Eu sou brasileira, o Max é chileno e nos conhecemos por acaso. Eu estava viajando pelo Chile e ele aproveitou um feriado para sair de Santiago, onde morava, para o Deserto do Atacama. Por acaso tomamos o mesmo tour. Por acaso a van quebrou e tivemos muito tempo para conversar. Pouco tempo depois eu estava me mudando para o Chile para morar com ele. Passamos um ano e três meses por lá e viemos juntos para o Brasil.
Essa história teve uma interrupção inesperada: por acaso surgiu um vírus na China, que em poucos meses se tornou uma pandemia, um terço da população mundial ficou isolada em suas casas, as fronteiras foram fechadas e um casal ficou separado por acaso, cada um no seu país, esperando o isolamento acabar.
Se eu sugerisse esse texto para a editora da Worldpackers em 2019 ela certamente diria não, com o argumento de que, além de piegas, era um enredo sem pé nem cabeça que nunca iria acontecer.
Em 2020, aconteceu comigo. E todo mundo tem uma história, melhor ou pior, para contar sobre a sua vida nos tempos de coronavírus.
No início de março, quando o vírus ainda era algo que não assustava, o Max tinha ido a Santiago resolver algumas coisas.

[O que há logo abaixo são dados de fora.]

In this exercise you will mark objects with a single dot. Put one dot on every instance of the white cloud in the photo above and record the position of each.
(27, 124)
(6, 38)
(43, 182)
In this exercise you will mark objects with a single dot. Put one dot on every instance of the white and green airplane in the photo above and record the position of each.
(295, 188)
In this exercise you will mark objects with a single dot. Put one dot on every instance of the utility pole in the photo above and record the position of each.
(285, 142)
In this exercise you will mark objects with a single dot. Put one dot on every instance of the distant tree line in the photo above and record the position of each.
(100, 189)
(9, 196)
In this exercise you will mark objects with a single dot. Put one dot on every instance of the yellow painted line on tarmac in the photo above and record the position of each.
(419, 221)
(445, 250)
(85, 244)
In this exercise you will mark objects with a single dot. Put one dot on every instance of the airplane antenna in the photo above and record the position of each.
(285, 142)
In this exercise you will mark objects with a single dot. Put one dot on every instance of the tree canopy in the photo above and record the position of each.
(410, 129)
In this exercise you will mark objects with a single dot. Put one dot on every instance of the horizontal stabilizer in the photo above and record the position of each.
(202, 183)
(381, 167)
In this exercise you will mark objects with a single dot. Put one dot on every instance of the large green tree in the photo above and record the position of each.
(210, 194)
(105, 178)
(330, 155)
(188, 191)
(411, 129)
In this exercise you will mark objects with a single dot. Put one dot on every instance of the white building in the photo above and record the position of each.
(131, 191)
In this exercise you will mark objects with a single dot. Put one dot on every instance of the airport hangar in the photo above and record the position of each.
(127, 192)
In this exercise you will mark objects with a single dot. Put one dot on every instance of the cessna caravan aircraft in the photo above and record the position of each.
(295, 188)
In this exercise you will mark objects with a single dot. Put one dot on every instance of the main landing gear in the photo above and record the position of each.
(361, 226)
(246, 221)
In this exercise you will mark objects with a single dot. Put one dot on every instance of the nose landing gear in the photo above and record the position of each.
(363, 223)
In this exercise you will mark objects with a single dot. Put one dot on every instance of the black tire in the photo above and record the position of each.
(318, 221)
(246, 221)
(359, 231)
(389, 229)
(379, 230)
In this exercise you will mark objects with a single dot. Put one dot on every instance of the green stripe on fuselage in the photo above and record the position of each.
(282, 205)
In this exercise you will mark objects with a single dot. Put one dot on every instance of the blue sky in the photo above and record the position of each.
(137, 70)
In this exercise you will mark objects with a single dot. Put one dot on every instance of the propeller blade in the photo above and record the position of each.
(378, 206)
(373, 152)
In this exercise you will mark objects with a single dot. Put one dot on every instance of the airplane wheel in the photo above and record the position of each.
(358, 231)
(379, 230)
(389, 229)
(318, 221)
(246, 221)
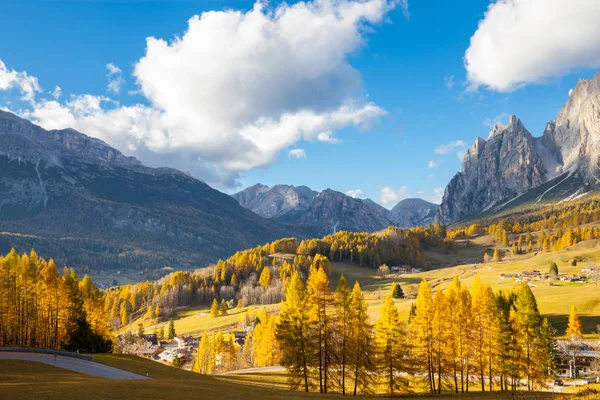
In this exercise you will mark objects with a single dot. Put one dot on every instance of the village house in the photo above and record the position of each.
(151, 352)
(152, 339)
(575, 358)
(280, 258)
(240, 338)
(510, 275)
(404, 269)
(185, 341)
(167, 356)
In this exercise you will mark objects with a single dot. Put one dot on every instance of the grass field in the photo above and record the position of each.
(554, 300)
(30, 380)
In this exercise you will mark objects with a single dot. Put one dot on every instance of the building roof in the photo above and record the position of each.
(283, 256)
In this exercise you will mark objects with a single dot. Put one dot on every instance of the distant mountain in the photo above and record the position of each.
(275, 202)
(413, 212)
(82, 202)
(511, 167)
(330, 211)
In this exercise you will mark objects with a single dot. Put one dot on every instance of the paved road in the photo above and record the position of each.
(254, 370)
(73, 364)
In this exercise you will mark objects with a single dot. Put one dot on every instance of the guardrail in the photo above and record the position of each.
(46, 351)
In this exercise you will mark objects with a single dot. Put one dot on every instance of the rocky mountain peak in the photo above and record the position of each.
(512, 161)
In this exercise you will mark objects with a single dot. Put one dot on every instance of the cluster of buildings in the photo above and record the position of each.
(577, 358)
(404, 269)
(535, 275)
(183, 348)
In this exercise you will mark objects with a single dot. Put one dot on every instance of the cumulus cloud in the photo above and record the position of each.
(391, 196)
(327, 137)
(236, 88)
(519, 42)
(449, 81)
(57, 92)
(297, 153)
(438, 194)
(115, 78)
(354, 193)
(26, 84)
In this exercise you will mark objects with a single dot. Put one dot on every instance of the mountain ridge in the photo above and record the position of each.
(512, 162)
(327, 211)
(85, 203)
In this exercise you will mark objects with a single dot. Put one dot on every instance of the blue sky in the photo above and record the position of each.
(403, 72)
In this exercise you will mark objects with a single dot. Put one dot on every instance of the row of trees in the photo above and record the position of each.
(39, 307)
(454, 339)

Dez dias depois o Chile fechou fronteiras para estrangeiros, as companhias aéreas do país suspenderam os voos e, mais tardiamente, o Brasil fechou as fronteiras.
Ficamos ele lá e eu aqui. Até quando? Ninguém sabe.

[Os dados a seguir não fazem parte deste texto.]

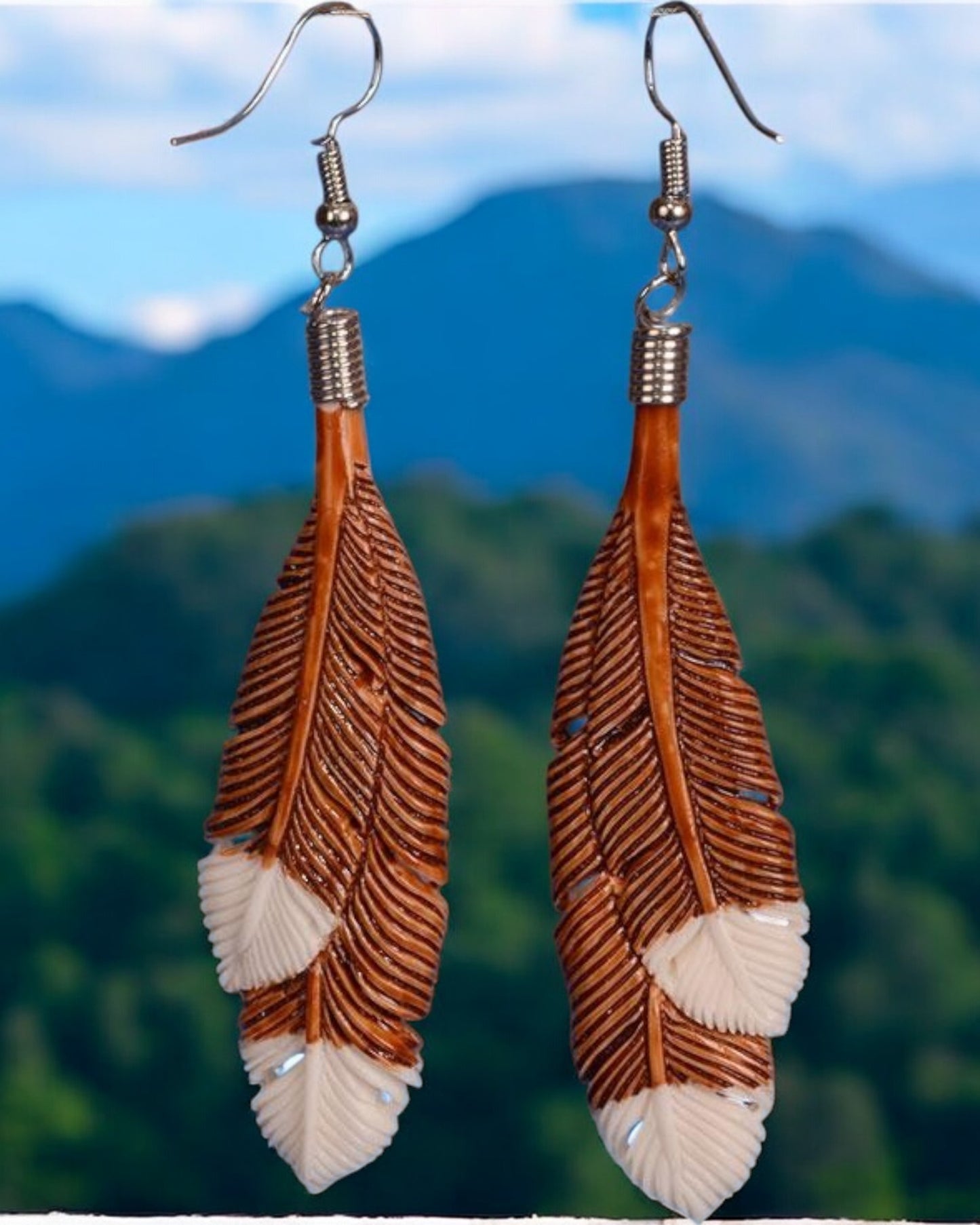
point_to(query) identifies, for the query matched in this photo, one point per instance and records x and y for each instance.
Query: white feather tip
(735, 969)
(264, 925)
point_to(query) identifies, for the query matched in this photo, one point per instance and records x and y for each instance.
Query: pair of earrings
(682, 914)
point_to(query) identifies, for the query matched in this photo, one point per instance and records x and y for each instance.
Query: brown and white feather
(322, 891)
(675, 874)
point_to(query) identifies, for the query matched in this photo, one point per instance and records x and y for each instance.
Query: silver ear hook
(337, 217)
(673, 210)
(682, 7)
(335, 9)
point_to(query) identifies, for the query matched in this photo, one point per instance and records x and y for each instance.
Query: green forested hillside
(120, 1088)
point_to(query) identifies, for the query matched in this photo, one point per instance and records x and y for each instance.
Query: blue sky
(103, 220)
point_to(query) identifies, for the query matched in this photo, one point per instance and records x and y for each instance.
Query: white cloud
(176, 322)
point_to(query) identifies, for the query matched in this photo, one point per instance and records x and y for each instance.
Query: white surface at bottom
(75, 1219)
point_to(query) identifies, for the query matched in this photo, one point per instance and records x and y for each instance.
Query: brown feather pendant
(682, 918)
(322, 891)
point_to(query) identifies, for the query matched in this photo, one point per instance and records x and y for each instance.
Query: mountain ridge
(499, 343)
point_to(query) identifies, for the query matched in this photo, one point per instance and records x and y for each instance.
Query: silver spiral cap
(658, 370)
(336, 352)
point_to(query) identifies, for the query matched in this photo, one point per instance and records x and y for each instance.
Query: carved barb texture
(675, 875)
(322, 892)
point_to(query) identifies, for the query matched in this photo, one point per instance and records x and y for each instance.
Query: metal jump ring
(647, 316)
(332, 276)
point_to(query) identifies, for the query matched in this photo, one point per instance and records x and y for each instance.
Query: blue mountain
(825, 374)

No momento em que eu escrevo esse texto faz um mês e meio que estamos separados e já se vão três semanas de isolamento em São Paulo, onde eu moro. Eu e outras pessoas ao redor do mundo mudamos a maneira de fazer as coisas: a rotina de trabalho, de amizades, de lazer e, no meu caso, de amar também.
E nos tempos de corona, amar não é só estar junto fisicamente, é estar presente do jeito que dá. Amor nos tempos de corona é entender que uma relação é compartilhar uma vida e não necessariamente estar no mesmo ambiente.
A internet nos possibilita rir juntos, chorar, contar como foi o nosso dia e vamos levando a vida, sem saber ainda quando nos encontraremos novamente. Cada dia que passa estamos mais perto do dia que tudo isso vai acabar, embora ainda não saibamos que dia é esse.
Hoje a principal preocupação é que as coisas importantes da nossa vida resistam à pandemia: que o emprego não seja perdido, que não falte comida, que o dinheiro seja suficiente e até mesmo que a gente e nossos familiares sobrevivam.
Eu me considero uma pessoa de sorte em ter uma casa, comida, saúde e poder me preocupar com que a minha história de amor chegue viva ao fim da pandemia. E com mais sorte ainda por saber que isso em algum momento vai passar e vamos voltar aos tempos em que o amor ultrapassava fronteiras.
Eu e o Max vamos nos encontrar de novo, essa fase vai ser apenas uma lembrança e daqui a alguns anos vou contar essa história em mesas de bar, divertindo meus amigos com os “causos” de um amor nos tempos do corona.